When I asked for fitted micro laser-sights and beveled magazine wells for smoother reloads and started in on ammunition options, he laughed. “Where did you train? Special Ops?”
I smiled. “Close,” I said, thinking of Sam, the retired Navy Seal range master who taught me the full tactical shooter course—cold, hot, and dynamic range work.
“Okay, don’t tell me,” Bobby said when I didn’t elaborate. “So what else do we need?” He fitted me with a shoulder holster stripped for speed drawing and able to carry a couple of spare magazines, threw in a full maintenance kit, and I remembered to ask about knives. He found me a pair of Arkansas toothpicks—thirteen inches of double-edged straight blade goodness. “Should I be concerned?” he asked, ringing everything up.
I looked at his worried face and gave his question the seriousness it deserved.
“I don’t think
so,” I said. “Just a little vamp-on-vamp violence. Hopefully it will never hit the news.”
“Should I stock up on stakes and stuff?”
“Stakes are Hollywood. You know how hard it is to push a pointed piece of wood through someone’s ribcage? And the heart’s a pretty small target.” Paul coughed behind me. Okay, I was starting to sound like a vampire serial-killer.
“Seriously Bobby,” he said. My unexpected expertise obviously bugged him, but now he was trying not to laugh. “Crosses, holy water—jus’ make sure it’s the real stuff—but like Jacky said, it’s family business you know? Wouldn’t worry about it, me.”
Looking at Paul, I realized I was hosed. All we had to worry about was a new drug ring that might be creating accidental vampires, if we were lucky. But only I knew the real nightmare scenario and that wasn’t fair. Ignorance could get him killed. I had to read him in on master vampires and supervamps, everything. And I had to introduce him to Artemis. He wasn’t going to take it well.
But everyone else was going to meet Artemis, too. They weren’t going to take it any better.
Chapter Ten
The thing to remember about a vampire is, it’s a corpse. An animated corpse, you bet. Well preserved? Absolutely. But cadaver-dogs can tell the difference; they can smell that so-subtle tang of cellular necrosis, and it bugs the hell out of them to see a vampire moving. People can tell, too, if they know what to look for: room-temperature handshake, milky complexion, a spooky absence of all the ticks and twitches of a body busy living. So where’s the best place to hide a corpse?

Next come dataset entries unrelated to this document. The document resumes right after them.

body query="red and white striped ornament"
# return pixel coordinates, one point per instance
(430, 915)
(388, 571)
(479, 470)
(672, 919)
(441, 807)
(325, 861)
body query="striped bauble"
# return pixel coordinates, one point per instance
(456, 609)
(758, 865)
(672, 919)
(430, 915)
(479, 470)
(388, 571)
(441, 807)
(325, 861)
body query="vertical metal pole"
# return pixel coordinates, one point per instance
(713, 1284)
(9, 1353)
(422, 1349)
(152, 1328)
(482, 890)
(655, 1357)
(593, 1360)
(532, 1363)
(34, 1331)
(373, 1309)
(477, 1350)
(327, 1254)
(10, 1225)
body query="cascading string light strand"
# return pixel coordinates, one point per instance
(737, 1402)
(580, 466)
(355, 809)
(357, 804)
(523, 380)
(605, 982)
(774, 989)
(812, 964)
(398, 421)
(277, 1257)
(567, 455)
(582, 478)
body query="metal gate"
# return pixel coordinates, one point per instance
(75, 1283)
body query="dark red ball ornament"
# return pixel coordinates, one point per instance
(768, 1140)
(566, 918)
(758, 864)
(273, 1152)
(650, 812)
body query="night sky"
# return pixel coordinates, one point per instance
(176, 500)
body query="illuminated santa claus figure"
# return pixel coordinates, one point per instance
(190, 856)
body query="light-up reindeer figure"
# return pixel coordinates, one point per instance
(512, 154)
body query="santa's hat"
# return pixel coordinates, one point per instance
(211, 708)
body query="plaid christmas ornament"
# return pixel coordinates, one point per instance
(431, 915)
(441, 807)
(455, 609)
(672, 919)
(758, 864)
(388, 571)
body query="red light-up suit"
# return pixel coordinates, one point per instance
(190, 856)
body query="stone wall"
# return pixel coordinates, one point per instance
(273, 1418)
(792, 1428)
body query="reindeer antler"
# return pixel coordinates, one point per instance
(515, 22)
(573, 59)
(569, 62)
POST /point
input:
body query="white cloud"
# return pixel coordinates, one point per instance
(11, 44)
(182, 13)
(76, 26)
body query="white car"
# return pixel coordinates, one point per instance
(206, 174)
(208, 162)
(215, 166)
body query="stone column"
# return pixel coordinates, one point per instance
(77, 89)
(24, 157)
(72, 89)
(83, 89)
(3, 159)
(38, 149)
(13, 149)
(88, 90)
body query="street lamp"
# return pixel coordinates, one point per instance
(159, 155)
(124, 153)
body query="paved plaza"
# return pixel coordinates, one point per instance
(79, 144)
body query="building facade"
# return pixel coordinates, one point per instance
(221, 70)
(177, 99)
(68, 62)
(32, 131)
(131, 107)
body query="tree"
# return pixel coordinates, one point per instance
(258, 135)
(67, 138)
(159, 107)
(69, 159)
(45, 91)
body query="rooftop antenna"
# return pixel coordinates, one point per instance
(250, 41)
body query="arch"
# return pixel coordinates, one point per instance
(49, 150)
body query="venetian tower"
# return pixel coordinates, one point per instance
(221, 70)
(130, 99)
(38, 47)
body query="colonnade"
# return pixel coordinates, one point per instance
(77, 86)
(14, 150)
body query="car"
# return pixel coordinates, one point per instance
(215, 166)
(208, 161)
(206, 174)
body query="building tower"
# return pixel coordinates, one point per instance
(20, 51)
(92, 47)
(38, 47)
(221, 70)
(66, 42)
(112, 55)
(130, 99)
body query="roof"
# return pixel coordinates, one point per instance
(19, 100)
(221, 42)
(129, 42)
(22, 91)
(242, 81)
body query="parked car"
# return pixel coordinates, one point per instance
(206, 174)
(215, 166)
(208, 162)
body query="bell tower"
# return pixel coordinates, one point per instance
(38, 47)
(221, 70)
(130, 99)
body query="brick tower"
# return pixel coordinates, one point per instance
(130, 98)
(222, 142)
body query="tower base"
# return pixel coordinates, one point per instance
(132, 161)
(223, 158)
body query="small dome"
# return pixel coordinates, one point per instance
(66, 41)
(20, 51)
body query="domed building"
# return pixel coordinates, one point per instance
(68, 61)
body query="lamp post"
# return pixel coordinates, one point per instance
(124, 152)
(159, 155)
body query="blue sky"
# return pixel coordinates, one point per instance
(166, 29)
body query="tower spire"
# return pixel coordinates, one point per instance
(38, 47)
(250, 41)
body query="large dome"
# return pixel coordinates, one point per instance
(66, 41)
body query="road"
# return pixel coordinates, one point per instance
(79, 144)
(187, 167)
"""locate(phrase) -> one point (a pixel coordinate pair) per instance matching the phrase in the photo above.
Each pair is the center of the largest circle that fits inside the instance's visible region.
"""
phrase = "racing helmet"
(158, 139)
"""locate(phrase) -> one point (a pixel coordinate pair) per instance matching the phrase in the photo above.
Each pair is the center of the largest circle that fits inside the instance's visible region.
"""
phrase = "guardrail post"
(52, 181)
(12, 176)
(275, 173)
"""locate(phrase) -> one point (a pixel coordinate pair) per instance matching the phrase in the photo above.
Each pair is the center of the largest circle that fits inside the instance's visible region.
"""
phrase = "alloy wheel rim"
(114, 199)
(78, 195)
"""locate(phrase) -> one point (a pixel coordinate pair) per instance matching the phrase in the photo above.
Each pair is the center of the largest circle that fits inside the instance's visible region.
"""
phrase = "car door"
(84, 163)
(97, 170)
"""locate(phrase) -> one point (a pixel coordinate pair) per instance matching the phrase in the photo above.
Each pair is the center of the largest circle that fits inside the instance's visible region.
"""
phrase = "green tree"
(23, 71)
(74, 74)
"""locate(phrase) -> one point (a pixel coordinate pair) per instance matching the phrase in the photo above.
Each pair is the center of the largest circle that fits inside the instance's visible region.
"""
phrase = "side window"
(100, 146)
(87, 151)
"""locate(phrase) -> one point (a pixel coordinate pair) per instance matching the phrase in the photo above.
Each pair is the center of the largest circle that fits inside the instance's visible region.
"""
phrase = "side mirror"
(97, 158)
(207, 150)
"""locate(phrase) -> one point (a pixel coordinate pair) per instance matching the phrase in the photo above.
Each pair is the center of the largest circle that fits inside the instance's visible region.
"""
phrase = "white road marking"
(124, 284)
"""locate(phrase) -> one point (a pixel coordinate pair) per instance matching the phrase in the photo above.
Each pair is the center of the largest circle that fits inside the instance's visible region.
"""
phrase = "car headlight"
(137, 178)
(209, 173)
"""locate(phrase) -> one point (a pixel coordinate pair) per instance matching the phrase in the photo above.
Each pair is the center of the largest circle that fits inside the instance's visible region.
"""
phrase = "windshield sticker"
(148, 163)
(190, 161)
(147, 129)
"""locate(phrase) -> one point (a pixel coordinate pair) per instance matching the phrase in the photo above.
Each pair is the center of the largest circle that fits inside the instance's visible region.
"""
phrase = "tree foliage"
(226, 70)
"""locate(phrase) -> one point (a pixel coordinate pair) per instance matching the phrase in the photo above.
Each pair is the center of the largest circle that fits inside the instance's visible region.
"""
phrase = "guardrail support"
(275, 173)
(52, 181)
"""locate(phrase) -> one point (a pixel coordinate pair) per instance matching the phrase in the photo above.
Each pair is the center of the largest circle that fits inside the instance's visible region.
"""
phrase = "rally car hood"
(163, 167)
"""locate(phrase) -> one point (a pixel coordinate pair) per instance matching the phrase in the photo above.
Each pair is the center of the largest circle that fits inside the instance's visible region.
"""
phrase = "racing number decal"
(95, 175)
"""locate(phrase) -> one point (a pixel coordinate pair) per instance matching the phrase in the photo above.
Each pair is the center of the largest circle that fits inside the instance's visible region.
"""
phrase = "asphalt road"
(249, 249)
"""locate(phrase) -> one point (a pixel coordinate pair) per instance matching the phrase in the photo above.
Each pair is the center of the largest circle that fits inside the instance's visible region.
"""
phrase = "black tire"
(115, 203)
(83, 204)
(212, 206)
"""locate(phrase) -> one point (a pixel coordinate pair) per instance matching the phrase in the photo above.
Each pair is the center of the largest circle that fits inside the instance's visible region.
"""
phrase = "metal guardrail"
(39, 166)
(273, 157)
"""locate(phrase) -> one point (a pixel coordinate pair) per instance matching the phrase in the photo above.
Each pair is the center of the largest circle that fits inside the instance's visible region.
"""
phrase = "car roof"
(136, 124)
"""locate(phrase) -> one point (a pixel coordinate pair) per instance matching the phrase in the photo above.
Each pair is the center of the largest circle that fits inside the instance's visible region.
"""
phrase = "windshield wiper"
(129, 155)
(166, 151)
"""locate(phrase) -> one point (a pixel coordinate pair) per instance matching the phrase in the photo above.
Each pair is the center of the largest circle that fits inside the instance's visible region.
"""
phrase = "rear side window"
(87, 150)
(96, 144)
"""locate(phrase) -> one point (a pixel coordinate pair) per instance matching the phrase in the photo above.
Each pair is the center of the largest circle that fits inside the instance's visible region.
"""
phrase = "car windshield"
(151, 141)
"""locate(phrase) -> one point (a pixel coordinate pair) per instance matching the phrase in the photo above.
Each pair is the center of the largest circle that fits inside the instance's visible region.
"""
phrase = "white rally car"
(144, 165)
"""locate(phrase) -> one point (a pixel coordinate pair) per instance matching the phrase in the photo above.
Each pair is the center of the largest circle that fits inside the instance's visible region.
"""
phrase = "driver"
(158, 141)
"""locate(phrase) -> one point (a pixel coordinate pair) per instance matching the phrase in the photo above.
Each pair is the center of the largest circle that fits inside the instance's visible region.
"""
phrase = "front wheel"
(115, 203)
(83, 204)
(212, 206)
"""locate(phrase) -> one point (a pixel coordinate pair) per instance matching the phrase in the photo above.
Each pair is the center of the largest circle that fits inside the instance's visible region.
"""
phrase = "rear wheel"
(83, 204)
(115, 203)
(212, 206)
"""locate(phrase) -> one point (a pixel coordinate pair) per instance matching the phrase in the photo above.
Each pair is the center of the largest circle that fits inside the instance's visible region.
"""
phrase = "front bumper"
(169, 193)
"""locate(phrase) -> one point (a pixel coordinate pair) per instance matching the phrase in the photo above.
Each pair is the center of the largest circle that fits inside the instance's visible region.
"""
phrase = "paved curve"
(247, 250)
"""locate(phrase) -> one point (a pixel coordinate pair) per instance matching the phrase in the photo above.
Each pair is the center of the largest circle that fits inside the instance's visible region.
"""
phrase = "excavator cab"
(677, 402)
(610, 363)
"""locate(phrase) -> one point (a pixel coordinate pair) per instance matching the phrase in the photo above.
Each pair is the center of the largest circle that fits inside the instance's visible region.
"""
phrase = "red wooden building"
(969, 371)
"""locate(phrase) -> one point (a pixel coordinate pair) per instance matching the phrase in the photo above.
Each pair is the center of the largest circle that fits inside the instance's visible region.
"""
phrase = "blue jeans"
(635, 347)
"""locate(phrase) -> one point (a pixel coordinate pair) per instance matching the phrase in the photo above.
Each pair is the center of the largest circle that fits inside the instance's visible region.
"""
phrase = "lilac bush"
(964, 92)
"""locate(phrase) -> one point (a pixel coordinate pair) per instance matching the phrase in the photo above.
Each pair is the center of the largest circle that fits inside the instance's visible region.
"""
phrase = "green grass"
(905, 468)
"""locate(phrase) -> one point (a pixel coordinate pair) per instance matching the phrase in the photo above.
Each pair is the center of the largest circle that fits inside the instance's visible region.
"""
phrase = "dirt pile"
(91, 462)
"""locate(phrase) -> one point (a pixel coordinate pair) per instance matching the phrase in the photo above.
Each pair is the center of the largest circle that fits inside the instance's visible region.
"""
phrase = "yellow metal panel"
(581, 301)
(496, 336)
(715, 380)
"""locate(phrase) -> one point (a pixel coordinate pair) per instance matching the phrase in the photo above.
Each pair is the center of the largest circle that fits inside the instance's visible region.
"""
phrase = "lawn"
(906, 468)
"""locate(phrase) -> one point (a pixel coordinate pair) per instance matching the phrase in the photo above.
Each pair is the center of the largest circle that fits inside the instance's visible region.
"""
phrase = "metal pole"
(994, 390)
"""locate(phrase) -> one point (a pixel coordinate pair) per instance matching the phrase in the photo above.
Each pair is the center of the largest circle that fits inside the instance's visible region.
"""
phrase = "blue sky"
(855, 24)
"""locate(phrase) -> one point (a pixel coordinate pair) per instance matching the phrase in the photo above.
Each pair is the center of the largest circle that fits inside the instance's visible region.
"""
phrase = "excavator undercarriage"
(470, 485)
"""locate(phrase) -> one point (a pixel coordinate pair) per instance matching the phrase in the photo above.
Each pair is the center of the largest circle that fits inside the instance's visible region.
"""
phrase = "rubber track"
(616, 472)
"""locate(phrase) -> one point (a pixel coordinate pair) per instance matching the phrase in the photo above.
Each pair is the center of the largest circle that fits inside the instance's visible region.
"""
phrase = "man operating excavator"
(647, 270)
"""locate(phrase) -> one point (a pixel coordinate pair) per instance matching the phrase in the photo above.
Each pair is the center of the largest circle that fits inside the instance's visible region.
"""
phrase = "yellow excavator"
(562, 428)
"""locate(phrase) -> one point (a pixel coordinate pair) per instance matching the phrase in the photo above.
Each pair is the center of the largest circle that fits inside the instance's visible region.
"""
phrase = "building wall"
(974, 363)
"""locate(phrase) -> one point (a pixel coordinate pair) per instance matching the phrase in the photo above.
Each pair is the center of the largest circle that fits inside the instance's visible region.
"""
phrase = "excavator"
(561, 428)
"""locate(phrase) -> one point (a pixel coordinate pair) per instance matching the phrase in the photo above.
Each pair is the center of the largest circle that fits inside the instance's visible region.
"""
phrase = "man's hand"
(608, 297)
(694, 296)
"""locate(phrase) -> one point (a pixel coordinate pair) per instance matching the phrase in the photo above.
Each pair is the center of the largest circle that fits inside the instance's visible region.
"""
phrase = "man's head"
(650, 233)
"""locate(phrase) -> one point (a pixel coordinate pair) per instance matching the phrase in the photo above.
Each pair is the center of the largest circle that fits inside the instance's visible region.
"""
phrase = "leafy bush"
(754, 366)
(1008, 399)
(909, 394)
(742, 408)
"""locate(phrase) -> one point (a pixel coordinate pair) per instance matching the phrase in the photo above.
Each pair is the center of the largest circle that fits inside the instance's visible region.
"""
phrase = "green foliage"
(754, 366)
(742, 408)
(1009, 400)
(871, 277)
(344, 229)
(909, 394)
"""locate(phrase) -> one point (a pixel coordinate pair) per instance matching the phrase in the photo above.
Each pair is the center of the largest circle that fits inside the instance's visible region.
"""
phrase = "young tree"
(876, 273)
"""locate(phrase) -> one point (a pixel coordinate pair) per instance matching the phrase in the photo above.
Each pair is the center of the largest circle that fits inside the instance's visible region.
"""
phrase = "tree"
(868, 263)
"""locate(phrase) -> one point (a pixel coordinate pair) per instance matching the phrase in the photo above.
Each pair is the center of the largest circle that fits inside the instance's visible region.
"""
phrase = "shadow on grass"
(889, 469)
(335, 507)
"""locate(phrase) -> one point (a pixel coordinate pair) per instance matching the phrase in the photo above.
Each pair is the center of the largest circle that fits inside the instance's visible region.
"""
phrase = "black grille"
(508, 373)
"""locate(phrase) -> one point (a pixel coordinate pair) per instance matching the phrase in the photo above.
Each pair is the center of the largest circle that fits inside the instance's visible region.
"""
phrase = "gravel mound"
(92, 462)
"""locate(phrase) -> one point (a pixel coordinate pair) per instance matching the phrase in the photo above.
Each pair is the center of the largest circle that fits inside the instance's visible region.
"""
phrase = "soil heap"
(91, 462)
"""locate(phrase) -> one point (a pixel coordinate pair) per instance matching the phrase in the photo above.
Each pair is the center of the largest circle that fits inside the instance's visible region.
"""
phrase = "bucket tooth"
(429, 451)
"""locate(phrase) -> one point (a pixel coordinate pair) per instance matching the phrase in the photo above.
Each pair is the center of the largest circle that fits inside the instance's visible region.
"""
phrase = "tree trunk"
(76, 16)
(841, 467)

Jacky Bouchard, The Artemis Tapes
* * *
Paul dropped me off on Chartres Street; he didn’t want to, but he knew about my DSA connection and knew he wasn’t going to meet him. Gray preferred meeting at Napoleon House because the old bar on the corner of Chartres and St. Louis was a historical site and tourist hangout—the overworked staff saw lots of new faces every night, making regulars stand out in the crowd. And he wanted to stand out.